Owned consumer stream #27

Open carlocorradini opened 4 months ago

carlocorradini commented 4 months ago

Motivation

Since the message is behind a lifetime, it is currently not possible to return impl Stream<Item =?> from a function using consumer stream.

The following cannot be compiled (cannot return value referencing temporary value returns a value referencing data owned by the current function):

async fn my_stream(&self, options: SeaConsumerOptions) -> impl Stream<Item = String> {
    self
        .streamer // SeaStreamer
        .create_consumer(&[StreamKey::new("my_key").unwrap()], options).unwrap()
        .stream()
        .filter_map(|message| {
            message.ok().and_then(|message| {
                message
                    .message()
                    .as_str()
                    .ok()
                    .and_then(|message| Some(message.to_string()))
            })
        })
}

Proposed Solutions

I would want something like the two functions that redis provides for pubsub streams: one that consumes the stream with self and returns only Stream without the lifetime, and another employing &mut self that returns Stream + '_. into_stream or something similar.

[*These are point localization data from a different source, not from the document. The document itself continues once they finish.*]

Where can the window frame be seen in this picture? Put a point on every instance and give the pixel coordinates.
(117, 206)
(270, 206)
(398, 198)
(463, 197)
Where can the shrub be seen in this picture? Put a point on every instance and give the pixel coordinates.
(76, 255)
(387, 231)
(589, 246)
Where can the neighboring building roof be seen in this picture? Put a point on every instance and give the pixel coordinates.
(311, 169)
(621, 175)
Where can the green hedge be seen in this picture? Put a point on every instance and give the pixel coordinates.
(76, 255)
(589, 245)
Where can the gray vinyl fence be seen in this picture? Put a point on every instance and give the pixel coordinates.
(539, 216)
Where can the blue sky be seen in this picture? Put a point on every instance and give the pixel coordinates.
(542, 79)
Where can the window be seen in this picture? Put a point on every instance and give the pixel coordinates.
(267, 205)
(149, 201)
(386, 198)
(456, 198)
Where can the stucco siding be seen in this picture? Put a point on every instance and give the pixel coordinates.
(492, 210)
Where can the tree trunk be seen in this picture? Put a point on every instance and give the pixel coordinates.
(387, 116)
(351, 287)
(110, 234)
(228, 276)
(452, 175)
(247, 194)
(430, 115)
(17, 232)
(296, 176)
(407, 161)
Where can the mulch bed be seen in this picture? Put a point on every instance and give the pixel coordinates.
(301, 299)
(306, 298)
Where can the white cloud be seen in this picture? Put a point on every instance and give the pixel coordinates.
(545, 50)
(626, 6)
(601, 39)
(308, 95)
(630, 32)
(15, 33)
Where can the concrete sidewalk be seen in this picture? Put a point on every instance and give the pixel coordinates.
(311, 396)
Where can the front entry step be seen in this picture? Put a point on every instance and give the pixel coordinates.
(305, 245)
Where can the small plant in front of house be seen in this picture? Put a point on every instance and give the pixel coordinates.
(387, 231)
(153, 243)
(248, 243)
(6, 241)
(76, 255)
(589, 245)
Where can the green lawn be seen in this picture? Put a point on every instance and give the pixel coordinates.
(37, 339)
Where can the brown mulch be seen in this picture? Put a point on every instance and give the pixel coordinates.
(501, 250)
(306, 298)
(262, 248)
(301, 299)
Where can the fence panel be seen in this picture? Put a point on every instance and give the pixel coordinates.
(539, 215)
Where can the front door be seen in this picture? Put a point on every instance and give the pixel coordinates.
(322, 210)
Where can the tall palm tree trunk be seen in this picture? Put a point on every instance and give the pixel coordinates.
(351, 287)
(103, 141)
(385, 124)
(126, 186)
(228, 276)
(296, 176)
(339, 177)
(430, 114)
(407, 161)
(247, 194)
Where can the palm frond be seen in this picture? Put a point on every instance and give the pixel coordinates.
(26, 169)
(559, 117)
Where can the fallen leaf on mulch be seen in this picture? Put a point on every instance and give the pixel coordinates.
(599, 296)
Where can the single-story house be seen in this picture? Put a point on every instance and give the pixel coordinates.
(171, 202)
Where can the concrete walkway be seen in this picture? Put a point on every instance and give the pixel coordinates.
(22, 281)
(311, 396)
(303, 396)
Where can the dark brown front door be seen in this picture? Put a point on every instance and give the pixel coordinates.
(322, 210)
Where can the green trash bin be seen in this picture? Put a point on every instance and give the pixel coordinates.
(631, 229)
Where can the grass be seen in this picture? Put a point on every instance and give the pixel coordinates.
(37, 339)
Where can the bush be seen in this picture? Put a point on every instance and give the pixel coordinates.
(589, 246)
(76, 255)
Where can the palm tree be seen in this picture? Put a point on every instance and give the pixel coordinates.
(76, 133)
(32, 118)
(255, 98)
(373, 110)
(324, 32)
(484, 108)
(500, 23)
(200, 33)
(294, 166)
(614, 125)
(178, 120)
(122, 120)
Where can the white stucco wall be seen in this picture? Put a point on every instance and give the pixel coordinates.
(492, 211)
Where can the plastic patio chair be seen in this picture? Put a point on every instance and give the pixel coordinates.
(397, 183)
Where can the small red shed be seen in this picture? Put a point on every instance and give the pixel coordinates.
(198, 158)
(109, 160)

tyt2y3 commented 4 months ago

Thank you for your suggestion. It is definitely doable with a custom struct owning the object and impl the Stream, similar to how it is done in flume

carlocorradini commented 4 months ago

Any idea or implementation in your mind? 🤗🤯

tyt2y3 commented 4 months ago

I just realized it's very difficult due to self-referencing lifetime.

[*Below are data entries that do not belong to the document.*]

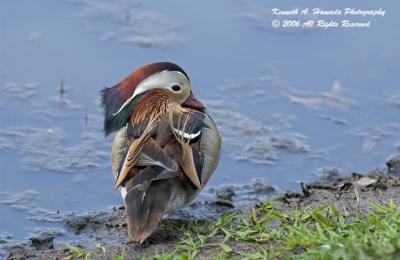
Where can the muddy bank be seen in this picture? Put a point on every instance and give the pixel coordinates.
(102, 235)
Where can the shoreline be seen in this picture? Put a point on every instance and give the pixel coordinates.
(104, 233)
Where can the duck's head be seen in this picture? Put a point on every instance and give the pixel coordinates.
(119, 100)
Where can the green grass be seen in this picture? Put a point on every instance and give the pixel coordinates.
(267, 232)
(319, 233)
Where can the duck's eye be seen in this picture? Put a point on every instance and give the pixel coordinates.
(176, 88)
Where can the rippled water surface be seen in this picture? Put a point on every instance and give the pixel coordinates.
(288, 103)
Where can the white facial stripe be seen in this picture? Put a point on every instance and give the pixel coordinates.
(163, 79)
(186, 135)
(123, 192)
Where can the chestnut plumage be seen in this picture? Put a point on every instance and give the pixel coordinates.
(166, 147)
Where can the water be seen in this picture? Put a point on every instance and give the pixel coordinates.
(288, 103)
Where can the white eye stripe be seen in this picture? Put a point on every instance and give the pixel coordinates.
(158, 80)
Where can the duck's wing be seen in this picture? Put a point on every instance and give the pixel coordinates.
(149, 174)
(200, 142)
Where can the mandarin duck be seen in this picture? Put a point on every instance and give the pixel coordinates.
(166, 147)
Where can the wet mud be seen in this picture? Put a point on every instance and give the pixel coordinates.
(104, 233)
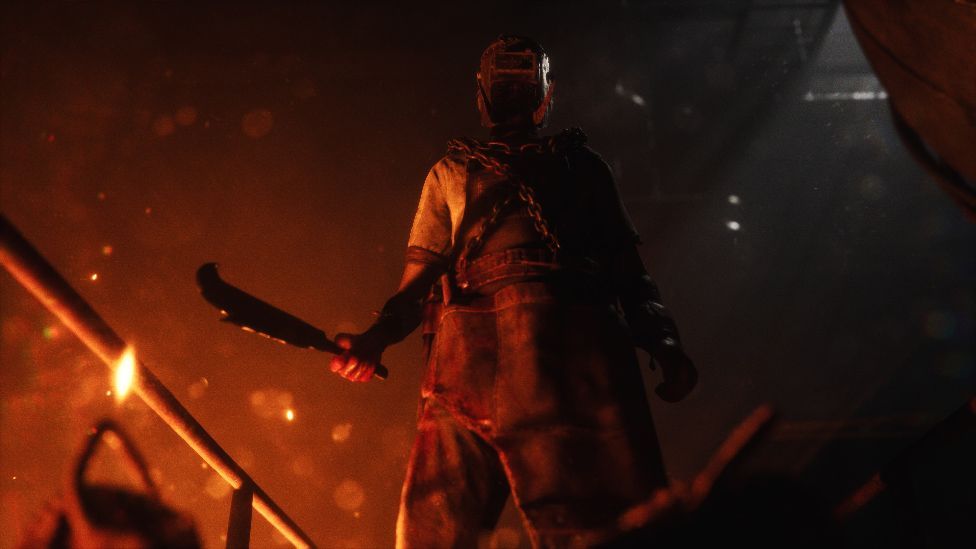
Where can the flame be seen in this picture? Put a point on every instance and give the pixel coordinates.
(125, 373)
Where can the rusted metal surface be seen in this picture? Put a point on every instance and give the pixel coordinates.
(33, 272)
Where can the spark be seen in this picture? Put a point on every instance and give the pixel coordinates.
(858, 95)
(125, 373)
(341, 432)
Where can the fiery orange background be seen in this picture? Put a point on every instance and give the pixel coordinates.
(289, 142)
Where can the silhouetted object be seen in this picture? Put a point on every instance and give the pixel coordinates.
(262, 318)
(924, 53)
(43, 281)
(724, 508)
(106, 516)
(897, 477)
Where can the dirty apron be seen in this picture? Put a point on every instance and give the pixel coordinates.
(534, 390)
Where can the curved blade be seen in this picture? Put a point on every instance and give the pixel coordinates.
(254, 315)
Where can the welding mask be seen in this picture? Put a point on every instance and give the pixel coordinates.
(97, 516)
(514, 83)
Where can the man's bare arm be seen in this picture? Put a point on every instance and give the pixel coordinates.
(400, 316)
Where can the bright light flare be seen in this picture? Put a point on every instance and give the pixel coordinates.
(125, 373)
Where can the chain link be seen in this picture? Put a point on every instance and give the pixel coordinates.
(484, 155)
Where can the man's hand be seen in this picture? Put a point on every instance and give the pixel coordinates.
(680, 374)
(358, 363)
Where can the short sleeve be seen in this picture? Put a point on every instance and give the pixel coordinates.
(613, 226)
(431, 228)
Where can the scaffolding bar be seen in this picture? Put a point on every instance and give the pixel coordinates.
(32, 271)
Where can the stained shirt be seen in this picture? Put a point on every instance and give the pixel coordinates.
(598, 210)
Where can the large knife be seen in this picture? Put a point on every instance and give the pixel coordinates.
(257, 316)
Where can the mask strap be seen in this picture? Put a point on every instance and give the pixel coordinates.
(540, 114)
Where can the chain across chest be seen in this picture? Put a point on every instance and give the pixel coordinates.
(496, 158)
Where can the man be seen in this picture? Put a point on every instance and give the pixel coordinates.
(532, 384)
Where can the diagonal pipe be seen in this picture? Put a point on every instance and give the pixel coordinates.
(33, 272)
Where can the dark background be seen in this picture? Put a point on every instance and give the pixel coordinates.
(289, 142)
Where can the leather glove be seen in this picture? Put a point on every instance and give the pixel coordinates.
(679, 372)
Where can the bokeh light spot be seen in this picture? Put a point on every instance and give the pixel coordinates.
(349, 495)
(341, 432)
(164, 125)
(217, 487)
(186, 116)
(257, 123)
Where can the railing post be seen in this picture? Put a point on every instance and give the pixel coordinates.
(35, 274)
(239, 526)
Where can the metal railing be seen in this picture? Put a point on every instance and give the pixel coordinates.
(29, 268)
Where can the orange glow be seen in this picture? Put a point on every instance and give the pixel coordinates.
(125, 373)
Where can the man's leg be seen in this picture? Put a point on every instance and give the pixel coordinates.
(455, 487)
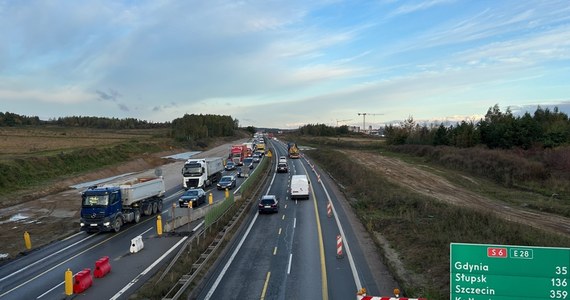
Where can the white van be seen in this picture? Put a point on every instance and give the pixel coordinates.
(300, 187)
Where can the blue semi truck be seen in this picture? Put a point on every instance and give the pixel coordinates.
(108, 207)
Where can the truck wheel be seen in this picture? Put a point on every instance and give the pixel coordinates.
(148, 209)
(117, 224)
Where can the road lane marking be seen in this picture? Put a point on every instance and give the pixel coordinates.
(344, 242)
(44, 258)
(123, 290)
(227, 266)
(198, 226)
(321, 247)
(265, 285)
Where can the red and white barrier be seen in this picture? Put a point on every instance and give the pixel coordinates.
(386, 298)
(102, 267)
(82, 281)
(339, 247)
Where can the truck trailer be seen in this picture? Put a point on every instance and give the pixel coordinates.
(108, 207)
(238, 153)
(202, 172)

The following does not compile:

#[derive(Debug)]
pub struct ConsumerStream<'a, C: Consumer + 'static> {
    con: C,
    fut: Option<C::NextFuture<'a>>,
}

/// Common interface of consumers, to be implemented by all backends.
pub trait Consumer: Sized + Send + Sync {
    ...
    fn into_stream<'a>(self) -> ConsumerStream<'a, Self> {
        ConsumerStream {
            con: self,
            fut: None,
        }
    }
}

impl<'a, C: Consumer> Stream for ConsumerStream<'a, C>
where
    Self: 'a,
{
    type Item = StreamResult<C::Message<'a>, C::Error>;

    fn poll_next(
        mut self: std::pin::Pin<&mut Self>,
        cx: &mut std::task::Context<'_>,
    ) -> std::task::Poll<Option<Self::Item>> {
        use std::task::Poll::{Pending, Ready};
        if self.fut.is_none() {
            self.fut = Some(self.con.next());
        }
        match &mut self.fut {
            Some(fut) => match std::pin::Pin::new(fut).poll(cx) {
                Ready(res) => {
                    self.fut = None;
                    Ready(Some(res))
                }
                Pending => Pending,
            },
            None => unreachable!(),
        }
    }
}
carlocorradini commented 4 months ago

I am aware that this is not simple or straightforward, but I believe it is necessary. Many libraries support this, and most patterns require a function to return a stream (async-graphql subscriptions). We can try, and I'm willing to help (though I'm not as experienced as you are) 🤗🥳🤯

tyt2y3 commented 3 months ago

I have had a design that works with the Redis backend, yeah sadly we have to implement per backend and leverage flume's into_stream.

I am not sure if this will be easily doable for the Kafka backend.